Cet article a été publié sur le site de Libération
Charlotte Girard est maître de conférence en droit public à l’université Paris-X et chercheuse au Centre de recherche et d’études sur les droits fondamentaux (Credof).
Quels sont les équivalents de l’état d’urgence français à l’étranger ?
Toutes les constitutions prévoient des mesures d’exception, même si leur nom peut varier d’un pays à l’autre. On parle d’executive orders aux Etats-Unis, d’emergency measures au Royaume-Uni, d’«état d’urgence» en France ou d’«état d’exception» en Allemagne. Leur mise en œuvre, leur durée et leur mode de renouvellement dépendent des régimes juridiques propres à chaque pays. Ces mesures sont prises quand la sécurité de l’Etat est menacée par un péril imminent, terroriste mais aussi environnemental. L’enjeu de la définition de «circonstances exceptionnelles» est donc très important. C’est la raison pour laquelle la décision de mettre en œuvre l’état d’urgence relève de l’instance la plus démocratique, en l’occurrence le parlement dans un régime parlementaire. Après le 11 Septembre, lorsque le Patriot Act a confié au président des Etats-Unis la majeure partie des pouvoirs, cette décision relevait, là aussi, du Congrès. C’est d’ailleurs le paradoxe français aujourd’hui, puisque l’état d’urgence est déclenché par le chef de l’Etat. Il s’agit d’une vraie bizarrerie dans un régime parlementaire.

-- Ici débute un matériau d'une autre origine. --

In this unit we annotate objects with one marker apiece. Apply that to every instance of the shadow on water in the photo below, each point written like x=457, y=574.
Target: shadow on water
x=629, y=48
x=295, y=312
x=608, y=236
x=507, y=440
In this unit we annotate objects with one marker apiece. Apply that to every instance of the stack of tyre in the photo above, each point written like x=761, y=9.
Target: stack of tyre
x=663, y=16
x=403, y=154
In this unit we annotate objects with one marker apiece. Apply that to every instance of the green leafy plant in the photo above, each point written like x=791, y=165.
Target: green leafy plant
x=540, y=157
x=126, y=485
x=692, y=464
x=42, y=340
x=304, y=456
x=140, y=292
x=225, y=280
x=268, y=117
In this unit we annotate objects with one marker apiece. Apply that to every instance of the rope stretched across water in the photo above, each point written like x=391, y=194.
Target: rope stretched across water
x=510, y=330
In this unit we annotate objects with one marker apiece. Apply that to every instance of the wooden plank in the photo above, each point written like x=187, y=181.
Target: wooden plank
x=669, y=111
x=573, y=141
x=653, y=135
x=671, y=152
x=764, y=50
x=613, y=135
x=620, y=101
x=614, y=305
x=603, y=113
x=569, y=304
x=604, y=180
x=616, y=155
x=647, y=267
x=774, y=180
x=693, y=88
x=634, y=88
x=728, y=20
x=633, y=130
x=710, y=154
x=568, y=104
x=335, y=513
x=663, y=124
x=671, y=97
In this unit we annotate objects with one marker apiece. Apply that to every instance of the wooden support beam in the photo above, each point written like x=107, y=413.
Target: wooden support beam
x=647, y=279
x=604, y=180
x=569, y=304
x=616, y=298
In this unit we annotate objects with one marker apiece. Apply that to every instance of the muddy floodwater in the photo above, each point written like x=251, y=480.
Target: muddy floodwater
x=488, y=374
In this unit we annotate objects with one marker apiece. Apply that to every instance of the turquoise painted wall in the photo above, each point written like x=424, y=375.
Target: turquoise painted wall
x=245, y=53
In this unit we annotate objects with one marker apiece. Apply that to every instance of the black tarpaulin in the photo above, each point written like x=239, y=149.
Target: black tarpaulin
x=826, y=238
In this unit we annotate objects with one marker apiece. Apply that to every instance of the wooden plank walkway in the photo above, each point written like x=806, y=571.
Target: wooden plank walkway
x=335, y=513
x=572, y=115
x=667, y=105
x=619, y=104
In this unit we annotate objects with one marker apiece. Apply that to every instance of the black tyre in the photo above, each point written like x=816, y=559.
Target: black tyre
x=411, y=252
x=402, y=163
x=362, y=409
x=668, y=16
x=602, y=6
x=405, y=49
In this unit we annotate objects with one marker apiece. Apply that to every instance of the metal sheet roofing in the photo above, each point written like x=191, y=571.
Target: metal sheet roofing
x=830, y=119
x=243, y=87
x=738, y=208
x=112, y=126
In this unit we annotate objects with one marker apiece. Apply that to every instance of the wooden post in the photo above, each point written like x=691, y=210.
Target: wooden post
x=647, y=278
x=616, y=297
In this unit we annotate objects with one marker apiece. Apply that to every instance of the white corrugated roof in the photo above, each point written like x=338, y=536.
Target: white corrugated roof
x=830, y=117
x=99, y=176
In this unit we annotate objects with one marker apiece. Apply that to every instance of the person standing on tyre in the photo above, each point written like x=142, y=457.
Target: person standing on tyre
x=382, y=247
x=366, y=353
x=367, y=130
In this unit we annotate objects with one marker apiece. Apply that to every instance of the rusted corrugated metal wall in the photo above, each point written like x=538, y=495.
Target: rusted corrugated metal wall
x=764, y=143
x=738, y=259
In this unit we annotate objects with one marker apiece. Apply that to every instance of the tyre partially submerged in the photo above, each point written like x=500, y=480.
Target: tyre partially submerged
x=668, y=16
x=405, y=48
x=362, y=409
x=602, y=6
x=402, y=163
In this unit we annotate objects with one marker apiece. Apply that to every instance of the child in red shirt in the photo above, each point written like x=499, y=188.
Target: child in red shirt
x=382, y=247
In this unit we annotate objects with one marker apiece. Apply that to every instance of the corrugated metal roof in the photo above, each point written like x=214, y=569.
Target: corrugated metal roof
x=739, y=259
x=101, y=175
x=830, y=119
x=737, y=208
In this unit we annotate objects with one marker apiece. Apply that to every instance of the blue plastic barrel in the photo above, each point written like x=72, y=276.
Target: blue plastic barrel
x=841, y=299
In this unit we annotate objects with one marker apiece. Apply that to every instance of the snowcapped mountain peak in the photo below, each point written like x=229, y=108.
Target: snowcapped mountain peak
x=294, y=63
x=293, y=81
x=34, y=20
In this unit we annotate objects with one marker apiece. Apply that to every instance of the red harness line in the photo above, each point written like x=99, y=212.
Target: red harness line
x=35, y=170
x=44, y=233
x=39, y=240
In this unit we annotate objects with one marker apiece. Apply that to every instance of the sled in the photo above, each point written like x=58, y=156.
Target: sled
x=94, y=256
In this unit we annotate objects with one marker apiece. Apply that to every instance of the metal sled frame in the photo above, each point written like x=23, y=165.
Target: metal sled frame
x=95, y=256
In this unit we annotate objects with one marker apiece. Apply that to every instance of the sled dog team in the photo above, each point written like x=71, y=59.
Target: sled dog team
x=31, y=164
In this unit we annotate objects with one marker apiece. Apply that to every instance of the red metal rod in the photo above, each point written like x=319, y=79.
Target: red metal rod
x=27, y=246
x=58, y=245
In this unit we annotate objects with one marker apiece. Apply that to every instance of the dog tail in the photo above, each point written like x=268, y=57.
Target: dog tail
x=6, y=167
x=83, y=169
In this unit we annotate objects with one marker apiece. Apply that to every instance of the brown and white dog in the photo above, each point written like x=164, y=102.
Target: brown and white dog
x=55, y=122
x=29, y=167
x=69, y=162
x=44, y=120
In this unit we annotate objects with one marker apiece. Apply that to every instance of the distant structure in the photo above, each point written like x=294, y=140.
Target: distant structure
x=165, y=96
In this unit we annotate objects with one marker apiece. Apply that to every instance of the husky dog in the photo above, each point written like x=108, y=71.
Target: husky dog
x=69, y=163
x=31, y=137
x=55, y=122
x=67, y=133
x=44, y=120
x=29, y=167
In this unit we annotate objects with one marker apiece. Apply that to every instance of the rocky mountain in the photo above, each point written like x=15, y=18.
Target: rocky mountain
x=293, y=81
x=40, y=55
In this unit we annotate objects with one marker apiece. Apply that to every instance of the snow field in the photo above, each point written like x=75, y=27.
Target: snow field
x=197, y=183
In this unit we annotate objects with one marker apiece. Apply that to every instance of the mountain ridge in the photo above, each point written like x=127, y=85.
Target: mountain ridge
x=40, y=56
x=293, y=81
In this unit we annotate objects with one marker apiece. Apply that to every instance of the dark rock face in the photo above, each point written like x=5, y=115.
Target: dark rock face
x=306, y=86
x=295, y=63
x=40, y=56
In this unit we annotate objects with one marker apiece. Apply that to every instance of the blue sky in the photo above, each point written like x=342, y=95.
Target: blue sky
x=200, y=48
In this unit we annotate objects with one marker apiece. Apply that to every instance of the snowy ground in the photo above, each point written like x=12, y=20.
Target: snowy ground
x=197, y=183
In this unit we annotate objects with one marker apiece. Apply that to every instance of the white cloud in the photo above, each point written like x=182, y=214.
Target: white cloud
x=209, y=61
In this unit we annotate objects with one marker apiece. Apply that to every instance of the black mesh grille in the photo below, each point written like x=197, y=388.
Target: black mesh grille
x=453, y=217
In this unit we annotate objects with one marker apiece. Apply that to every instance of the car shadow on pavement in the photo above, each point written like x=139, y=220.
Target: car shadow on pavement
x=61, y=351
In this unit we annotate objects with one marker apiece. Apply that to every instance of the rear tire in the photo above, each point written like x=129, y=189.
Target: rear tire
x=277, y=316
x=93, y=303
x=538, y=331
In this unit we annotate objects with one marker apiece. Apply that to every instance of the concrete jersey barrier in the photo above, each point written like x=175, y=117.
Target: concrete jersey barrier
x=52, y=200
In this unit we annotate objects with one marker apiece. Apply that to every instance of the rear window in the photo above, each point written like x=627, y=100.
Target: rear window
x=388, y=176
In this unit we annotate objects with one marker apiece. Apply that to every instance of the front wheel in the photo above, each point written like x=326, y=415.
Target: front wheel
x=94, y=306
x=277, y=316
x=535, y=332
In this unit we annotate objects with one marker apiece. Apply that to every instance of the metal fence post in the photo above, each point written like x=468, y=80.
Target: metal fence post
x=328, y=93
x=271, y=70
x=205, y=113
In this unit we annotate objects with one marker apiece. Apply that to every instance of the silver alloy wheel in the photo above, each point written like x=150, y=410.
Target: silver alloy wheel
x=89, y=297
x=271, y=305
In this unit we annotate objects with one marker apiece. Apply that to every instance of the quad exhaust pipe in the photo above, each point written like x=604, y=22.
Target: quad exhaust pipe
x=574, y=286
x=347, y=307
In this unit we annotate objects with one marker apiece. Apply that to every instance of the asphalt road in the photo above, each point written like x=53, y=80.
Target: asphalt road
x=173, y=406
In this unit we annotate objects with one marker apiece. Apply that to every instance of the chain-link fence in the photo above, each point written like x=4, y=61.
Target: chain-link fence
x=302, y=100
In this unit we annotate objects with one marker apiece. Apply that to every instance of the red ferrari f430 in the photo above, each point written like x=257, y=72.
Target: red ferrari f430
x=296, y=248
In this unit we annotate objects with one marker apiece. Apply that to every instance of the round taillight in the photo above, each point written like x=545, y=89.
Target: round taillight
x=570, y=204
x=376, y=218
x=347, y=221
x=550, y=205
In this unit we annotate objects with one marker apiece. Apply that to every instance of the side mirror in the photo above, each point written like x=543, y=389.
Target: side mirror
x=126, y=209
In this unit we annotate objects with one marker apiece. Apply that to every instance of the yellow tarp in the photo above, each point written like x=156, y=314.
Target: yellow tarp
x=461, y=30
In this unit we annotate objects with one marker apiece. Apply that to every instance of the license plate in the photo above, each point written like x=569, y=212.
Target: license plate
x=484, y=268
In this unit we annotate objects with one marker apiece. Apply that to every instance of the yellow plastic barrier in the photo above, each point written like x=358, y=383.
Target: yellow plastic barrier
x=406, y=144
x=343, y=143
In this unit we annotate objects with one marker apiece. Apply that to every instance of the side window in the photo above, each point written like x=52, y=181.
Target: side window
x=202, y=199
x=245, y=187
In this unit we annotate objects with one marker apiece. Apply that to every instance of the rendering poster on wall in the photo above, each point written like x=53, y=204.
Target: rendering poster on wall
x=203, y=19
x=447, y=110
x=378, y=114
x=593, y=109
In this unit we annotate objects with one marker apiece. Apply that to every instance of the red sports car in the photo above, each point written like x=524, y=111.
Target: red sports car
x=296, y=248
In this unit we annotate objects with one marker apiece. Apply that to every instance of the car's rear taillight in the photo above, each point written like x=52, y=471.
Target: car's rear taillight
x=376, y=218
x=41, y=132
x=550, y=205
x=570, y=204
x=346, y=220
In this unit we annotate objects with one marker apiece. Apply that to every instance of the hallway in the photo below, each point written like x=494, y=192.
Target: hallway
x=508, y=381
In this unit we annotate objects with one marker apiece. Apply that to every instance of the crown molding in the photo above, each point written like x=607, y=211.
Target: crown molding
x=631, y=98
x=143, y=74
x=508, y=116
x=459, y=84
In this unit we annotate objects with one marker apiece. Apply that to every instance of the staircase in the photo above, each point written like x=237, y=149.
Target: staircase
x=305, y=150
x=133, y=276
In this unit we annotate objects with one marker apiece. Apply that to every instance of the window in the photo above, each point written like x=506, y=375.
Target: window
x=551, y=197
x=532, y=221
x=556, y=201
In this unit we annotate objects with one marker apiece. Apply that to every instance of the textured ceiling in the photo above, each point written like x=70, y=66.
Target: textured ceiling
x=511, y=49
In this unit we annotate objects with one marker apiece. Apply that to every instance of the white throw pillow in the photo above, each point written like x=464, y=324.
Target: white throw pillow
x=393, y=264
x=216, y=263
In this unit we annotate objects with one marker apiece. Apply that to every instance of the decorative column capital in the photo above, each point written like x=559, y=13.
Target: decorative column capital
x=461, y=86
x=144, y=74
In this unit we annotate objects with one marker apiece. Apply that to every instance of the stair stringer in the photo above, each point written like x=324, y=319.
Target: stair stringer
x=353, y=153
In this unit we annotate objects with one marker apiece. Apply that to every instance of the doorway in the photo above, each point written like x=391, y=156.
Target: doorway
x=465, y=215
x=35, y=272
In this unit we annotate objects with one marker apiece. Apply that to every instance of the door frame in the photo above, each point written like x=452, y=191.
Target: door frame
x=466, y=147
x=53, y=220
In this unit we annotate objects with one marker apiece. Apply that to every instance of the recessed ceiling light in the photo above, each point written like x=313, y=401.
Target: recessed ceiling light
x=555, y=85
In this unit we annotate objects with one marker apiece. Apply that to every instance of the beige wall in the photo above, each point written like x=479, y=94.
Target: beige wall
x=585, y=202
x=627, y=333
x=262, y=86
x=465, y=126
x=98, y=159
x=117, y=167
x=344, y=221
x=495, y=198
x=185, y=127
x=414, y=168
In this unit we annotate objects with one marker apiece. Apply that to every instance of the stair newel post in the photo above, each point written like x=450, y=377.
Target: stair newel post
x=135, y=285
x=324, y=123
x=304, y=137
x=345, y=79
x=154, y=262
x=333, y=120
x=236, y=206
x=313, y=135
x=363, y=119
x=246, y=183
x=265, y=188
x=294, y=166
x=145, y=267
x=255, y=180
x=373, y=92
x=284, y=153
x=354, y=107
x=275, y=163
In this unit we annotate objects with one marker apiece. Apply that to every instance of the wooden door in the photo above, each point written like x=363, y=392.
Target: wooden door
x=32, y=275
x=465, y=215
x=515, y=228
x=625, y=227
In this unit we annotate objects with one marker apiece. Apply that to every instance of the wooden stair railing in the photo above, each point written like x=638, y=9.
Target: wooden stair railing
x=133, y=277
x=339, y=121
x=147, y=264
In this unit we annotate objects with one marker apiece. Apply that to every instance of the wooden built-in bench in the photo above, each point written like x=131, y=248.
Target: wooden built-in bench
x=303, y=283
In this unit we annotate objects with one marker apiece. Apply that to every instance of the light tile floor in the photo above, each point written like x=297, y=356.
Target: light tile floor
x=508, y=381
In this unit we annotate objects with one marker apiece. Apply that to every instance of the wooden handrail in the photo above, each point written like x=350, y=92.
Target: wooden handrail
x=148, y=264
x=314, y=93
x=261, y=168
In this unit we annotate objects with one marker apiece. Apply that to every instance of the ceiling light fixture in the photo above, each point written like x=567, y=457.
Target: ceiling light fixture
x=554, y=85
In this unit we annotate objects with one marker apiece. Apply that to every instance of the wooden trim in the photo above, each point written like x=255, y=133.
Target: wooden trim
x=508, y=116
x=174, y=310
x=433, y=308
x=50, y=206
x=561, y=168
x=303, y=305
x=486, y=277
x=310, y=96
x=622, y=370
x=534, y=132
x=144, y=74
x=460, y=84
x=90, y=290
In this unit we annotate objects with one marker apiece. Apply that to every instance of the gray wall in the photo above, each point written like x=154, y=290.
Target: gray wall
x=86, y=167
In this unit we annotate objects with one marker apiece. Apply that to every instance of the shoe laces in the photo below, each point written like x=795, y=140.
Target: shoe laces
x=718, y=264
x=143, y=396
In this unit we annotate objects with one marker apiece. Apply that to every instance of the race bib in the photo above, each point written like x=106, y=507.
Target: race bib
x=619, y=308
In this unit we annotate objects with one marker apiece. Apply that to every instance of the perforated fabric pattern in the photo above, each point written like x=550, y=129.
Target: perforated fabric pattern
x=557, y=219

En quoi la menace terroriste a-t-elle modifié la notion d’état d’urgence ?
Il existe aujourd’hui une forme de normalisation dans la réaction des Etats face au terrorisme. Ce schéma commun conduit les politiques à adopter le même comportement face à des événements. De la même façon qu’il y a une uniformisation de la violence telle qu’on l’identifie, on standardise aussi les réactions à cette violence. Il y a une confusion entre l’état d’urgence et la lutte contre le terrorisme, qui brouille la séparation des pouvoirs. Le Patriot Act a donné le la après le 11 Septembre. On a ensuite vu ce système se perpétuer dans le temps et dans l’espace, notamment en Europe et dans les pays du Maghreb. Ce pack sécuritaire antiterroriste revêt toujours les mêmes formes. Les normes de réaction commencent par des mesures liées aux flux migratoires, comme la fermeture ou le contrôle renforcé des frontières. Elles concernent ensuite le droit des étrangers. Puis étendent les pouvoirs des services de renseignement et facilitent les opérations de police, mouvement qui s’accompagne de la mise à l’écart du juge. Le terrorisme a cela de particulier sur le plan institutionnel qu’il bouleverse la séparation des pouvoirs, tant horizontalement, avec la captation du pouvoir normatif par l’exécutif et l’éloignement de l’autorité judiciaire, que verticalement, avec, dans les Etats décentralisés ou fédéraux, la recentralisation du pouvoir de décision.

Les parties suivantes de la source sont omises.